When an exception was thrown, MoarVM stored the address in the program that it was thrown at into…a pointer in the currently executing frame. It then referenced the frame from the exception object. And that was pretty much all the throw address field was used for. This was a very easy 8 bytes (64-bit pointer) to win: just store the address in the exception object, where it belongs anyway. D’oh.
Some things are used by just a small handful of frames:
- Continuation tags (used to find the base of a continuation when taking it)
- Slots to cache dynamic lexical lookups (so
$*FOOcan be found faster)
- Special return handlers (a way for the VM to set up internal callbacks when returning into a particular frame, which is a technique used to avoid nested interpreter instances, which are a huge problem when combined with continuations)
- A slot to keep an invoked call capture alive
These added up to 8 pointers and one 16-bit integer. By moving them into an “extras” data structure hung off the frame, and allocated on demand, space equivalent to 7 pointers could be saved off the frame. With 64-bit pointers, that’s 56 bytes of savings for most frames. The
CORE.setting compilation ends up with only 6% of frames needing this extra storage space.
With a 16-bit integer moved off into the extras I realized that, with a little care, we could re-order things, force an enum to only use a single byte, and save another 8 bytes off
MVMFrame, simply by not needing some empty wasted padding space in the struct (C compilers insert this to make sure memory reads are aligned to correct boundaries).
That’s 88 bytes of savings, which is around a cache line and a half on a typical CPU. It also means that nearly all of the things left in
MVMFrame were being initialized on every invocation as part of the callframe setup. Meaning? That the
MVMFrame could go away, at the cost of just inserting a couple of instructions to manually zero or NULL things out (some of them on rarely taken paths).

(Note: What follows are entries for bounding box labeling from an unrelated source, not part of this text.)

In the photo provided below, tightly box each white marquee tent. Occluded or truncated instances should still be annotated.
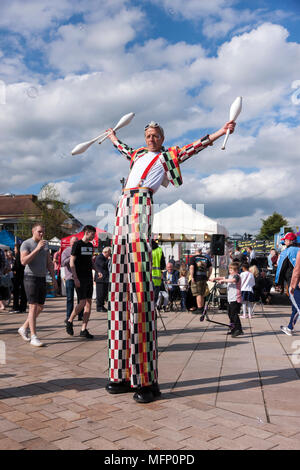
[152,199,228,241]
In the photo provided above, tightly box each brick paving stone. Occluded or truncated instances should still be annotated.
[0,298,300,450]
[0,437,26,450]
[24,438,59,450]
[3,428,36,443]
[18,416,49,431]
[53,437,89,450]
[181,436,219,450]
[85,437,120,450]
[266,435,300,450]
[34,427,68,442]
[209,437,250,450]
[2,411,34,423]
[67,427,97,442]
[152,427,193,442]
[238,426,273,439]
[0,419,18,433]
[56,410,81,422]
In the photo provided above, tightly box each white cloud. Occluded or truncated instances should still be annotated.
[0,0,300,232]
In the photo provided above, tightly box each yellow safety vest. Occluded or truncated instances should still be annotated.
[152,246,163,286]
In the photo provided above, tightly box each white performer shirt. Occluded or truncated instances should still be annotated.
[126,152,165,193]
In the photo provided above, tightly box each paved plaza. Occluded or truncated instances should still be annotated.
[0,298,300,451]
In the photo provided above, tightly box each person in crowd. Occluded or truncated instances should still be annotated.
[11,244,27,313]
[178,265,189,312]
[152,240,166,304]
[280,250,300,336]
[61,236,78,324]
[249,264,271,304]
[212,262,244,338]
[268,248,278,273]
[190,248,212,315]
[240,263,255,318]
[66,225,96,339]
[53,248,61,295]
[230,246,242,263]
[246,246,256,267]
[275,232,300,292]
[18,223,57,347]
[106,117,235,403]
[94,246,111,312]
[163,262,179,310]
[0,249,9,310]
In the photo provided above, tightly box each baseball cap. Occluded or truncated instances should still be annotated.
[281,232,297,241]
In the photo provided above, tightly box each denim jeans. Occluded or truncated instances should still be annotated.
[288,286,300,330]
[180,290,187,310]
[66,279,75,320]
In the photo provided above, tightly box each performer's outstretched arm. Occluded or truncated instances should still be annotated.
[178,121,235,163]
[106,129,134,160]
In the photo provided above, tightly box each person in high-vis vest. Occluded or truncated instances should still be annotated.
[152,240,166,304]
[106,121,235,403]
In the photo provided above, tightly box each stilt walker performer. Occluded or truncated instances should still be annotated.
[106,121,235,403]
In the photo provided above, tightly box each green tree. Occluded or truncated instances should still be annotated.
[257,212,288,240]
[15,211,32,240]
[38,183,72,240]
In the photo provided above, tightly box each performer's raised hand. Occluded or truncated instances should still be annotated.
[223,121,236,134]
[105,128,118,143]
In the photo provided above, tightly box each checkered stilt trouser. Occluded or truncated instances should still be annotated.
[108,188,157,387]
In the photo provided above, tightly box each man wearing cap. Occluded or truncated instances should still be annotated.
[275,232,300,336]
[106,117,235,403]
[275,232,299,286]
[275,232,300,335]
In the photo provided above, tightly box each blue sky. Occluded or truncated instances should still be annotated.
[0,0,300,233]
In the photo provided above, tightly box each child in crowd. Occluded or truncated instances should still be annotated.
[178,266,189,312]
[240,263,255,318]
[214,262,244,338]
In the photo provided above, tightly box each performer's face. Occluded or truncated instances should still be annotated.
[145,127,164,152]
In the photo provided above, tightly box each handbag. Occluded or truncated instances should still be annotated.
[0,274,11,288]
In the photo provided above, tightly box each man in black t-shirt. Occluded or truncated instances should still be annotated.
[190,248,212,314]
[66,225,96,339]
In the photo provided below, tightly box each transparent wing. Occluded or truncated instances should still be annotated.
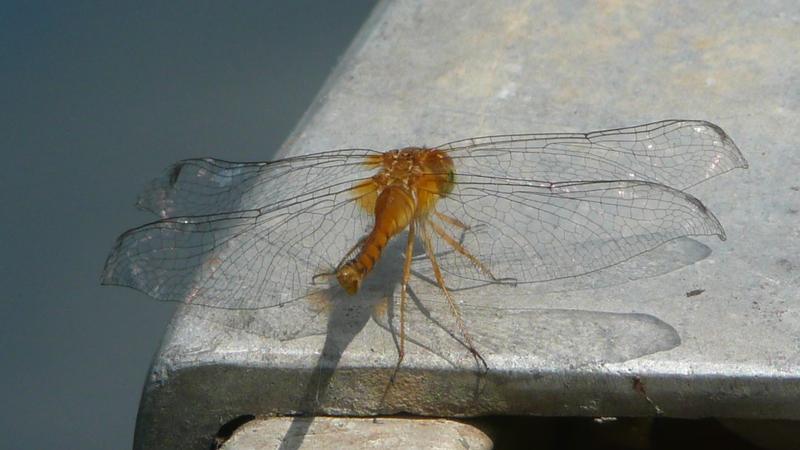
[439,120,747,189]
[428,175,725,286]
[137,149,377,218]
[103,155,373,309]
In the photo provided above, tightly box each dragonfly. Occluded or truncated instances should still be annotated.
[102,120,748,366]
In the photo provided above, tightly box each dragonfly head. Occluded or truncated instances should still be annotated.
[336,262,364,295]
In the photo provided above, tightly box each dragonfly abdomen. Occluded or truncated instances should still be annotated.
[336,184,416,294]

While I was working on this, and looking at profiles, I noticed that a large number of allocations came from creating a buffer to keep track of which named arguments had been used and which had not (for the sake of error reporting and slurpy argument handling). We allocated a byte array, but only really need a bit per named argument. So, I turned the field into a union of a 64-bit bit field for when there are at most 64 named arguments (which is probably just about every real world use case), and fall back to the old byte array approach otherwise.
These changes provide some memory use reductions, but more importantly are good for CPU cache locality. They also knock 2% off the number of CPU instructions run during CORE.setting compilation; many other programs should see a similar improvement (how much depending on how much of a hot path invocation is, and how many closures they take).